Lentivirus Production: Problems / Transfection Method - (Jun/02/2010 )

Hello everybody

I am currently trying to establish lentivirus production in HEK293T cell line. I have two packaging systems I could use:


<*>pLP1 / pLP2 / pVSV/G (from Invitrogen i think, we somehow have the plasmids separately)
<*>pCMVR8.92 (encodes gag/pol) / pRSV-rev (rev) / pMD.G (VSV env)


pCMVR8.92 is a gag-pol vector similar to pCMVR8.91 with a deletion in the Rev coding sequence afaik.

I have three different transfer vectors i would like to use:


<*>pLVX-dd-ZsGreen1 (Reporter System from Clontech)
<*>pLKO.1 (commonly used shRNA vector)
<*>pMF359-IRES-EGFP (constructed lentiviral vector based on pNL-EGFPU3, see this publication: http://nar.oxfordjournals.org/cgi/content/...e113#GNF112TB1)


I seeded 7*10^5 HEK293T cells on a 3.5cm dish (6-well plate) and on the next day i did transfection with MetafectenePRO (Biontex) with following DNA amounts:

1ug of all packaging plasmids and env-plasmid, 2ug of transfer vector (I only tried pLVX and pMF so far)

Transfection worked since i had green cells the next day (when I also changed the media). Efficiency was around 60% (of course i can only say this for the transfer vector).

Unfortunately the harvested supernatant could not infect HEK293T or human melanoma cells (I added 200 ul cleared but unconcentrated supernatant to 80% confluent cells in a 6 well plate or 1.2 ml sup to 100mm plate)

Does anyone see an obvious error? Why do most protocols use Calcium-phosphate method for the transfection? I have a protocol from my lab which uses FuGene, but I think this is basically the same as MetafectenePRO.

What about the plasmid ratios? What i have seen online (e.g. lentiweb.com) people apply much transfer vector, less packaging plasmids, and even less envelope plasmid. Why? wouldn't it make more sense to make sure that every cell that takes up the transfer vector really contains the packaging and env plasmids? (e.g. make a ratio of 1:5:5:5 of transfer-vector:packaging-plasmids)

Any further suggestions?

Thanks for any answer.
Lucas

I do the transfection with Rotifect, but whatever reagent you have is ok. Here the ratios I use (6cm dishes):
- 3.5 ug shRNA (PLKO.1)
- 2.5 ug psPAX2
- 1 ug VSV-G


It looks like you have problem producing the virus. Anyway I will try first to go up with the volume of virus you are using to infect the 293T cells (0,100, 300, 800, 2000 ul) and I´d use 50% confluent cells.

Thanks for your answer.

I tried infection with 1 ml filtered supernatant last week and again got no green cells. I am thinking there has to be something basically wrong. It seems that no virus is produced at all.

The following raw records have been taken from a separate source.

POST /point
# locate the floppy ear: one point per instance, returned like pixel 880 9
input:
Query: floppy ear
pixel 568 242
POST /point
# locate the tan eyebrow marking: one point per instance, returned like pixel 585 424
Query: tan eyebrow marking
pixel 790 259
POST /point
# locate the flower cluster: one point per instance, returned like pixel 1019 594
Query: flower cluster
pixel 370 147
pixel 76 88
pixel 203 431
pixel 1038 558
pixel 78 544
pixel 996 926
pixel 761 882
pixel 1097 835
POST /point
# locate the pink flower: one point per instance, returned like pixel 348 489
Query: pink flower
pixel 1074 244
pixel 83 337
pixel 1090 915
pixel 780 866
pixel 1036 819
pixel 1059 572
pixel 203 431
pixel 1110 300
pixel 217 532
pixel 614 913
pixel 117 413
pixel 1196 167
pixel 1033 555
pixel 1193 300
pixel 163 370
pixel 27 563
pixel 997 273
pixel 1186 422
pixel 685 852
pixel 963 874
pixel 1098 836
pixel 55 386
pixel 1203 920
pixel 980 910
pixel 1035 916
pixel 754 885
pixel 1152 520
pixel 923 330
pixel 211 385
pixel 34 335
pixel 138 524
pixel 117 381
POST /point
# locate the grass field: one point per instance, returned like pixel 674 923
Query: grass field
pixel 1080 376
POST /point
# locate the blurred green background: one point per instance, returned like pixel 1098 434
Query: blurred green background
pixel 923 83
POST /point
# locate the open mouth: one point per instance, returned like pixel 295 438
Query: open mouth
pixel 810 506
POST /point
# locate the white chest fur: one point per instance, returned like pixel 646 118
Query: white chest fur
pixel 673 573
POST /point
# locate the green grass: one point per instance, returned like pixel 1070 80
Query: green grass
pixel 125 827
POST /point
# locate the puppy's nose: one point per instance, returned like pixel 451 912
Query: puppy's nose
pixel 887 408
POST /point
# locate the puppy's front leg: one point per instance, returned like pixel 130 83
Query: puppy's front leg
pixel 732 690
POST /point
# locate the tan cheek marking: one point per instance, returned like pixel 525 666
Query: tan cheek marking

My expectation would be that most of the things (like plasmid ratios, DNA:Metafectene ratio, time points of medium exchange) one can adjust do only influence the final titer but do not result in no green cells after infection at all..

I am a little bit clueless what else I could try

So, you transfect the cells, and 48h later you collect the supernatant, you add polybrene (or not) and then you freeze it in alicouts, right? and you check the infection on 293t cells. Well, if you dont see any green cell I´d say you are not getting viruses, but I dont know what´s wrong...Are you sure you are using the proper plasmids??

We use lentiviral transgenesis in our lab and sometimes it works great and sometimes it doen't work at all. We don't use the exact system but I thought I could outline the protocol for you so that you could have an idea. We use our own plasmids and usually make virus from 20 cm plates of 293 cells. We use 20 microgram plasmid with 3 microgm VsVg, 3 microgram RSV, 4 microgm pMDL and 5 microgm pAdv. We collect the 48 hour supernantant, spin it down, filter and ultracentrifuge it and leave it overnight in 100 microlitre PBS. Aliquot it and use 1 microlitre and dilutions to titrate the virus. The titration is done on 293 cells in a 6 well plate.

The transfections always look great on the 20 cm plates but sometimes we don't have any green cells on titrations. We have tried several things to sort this out. I can suggest a few though it might not be the case with you. (1) Maybe you need to thaw new 293 cells and use them (2)Try making new media (3) Maybe one of the plasmids is defective. Sometimes we had to borrow plasmid components from others and make new maxis and then we started getting virus (4) Change the transfection reagent. We use several ones but Fugene HD and Genejammer works best for us. Hope this helps.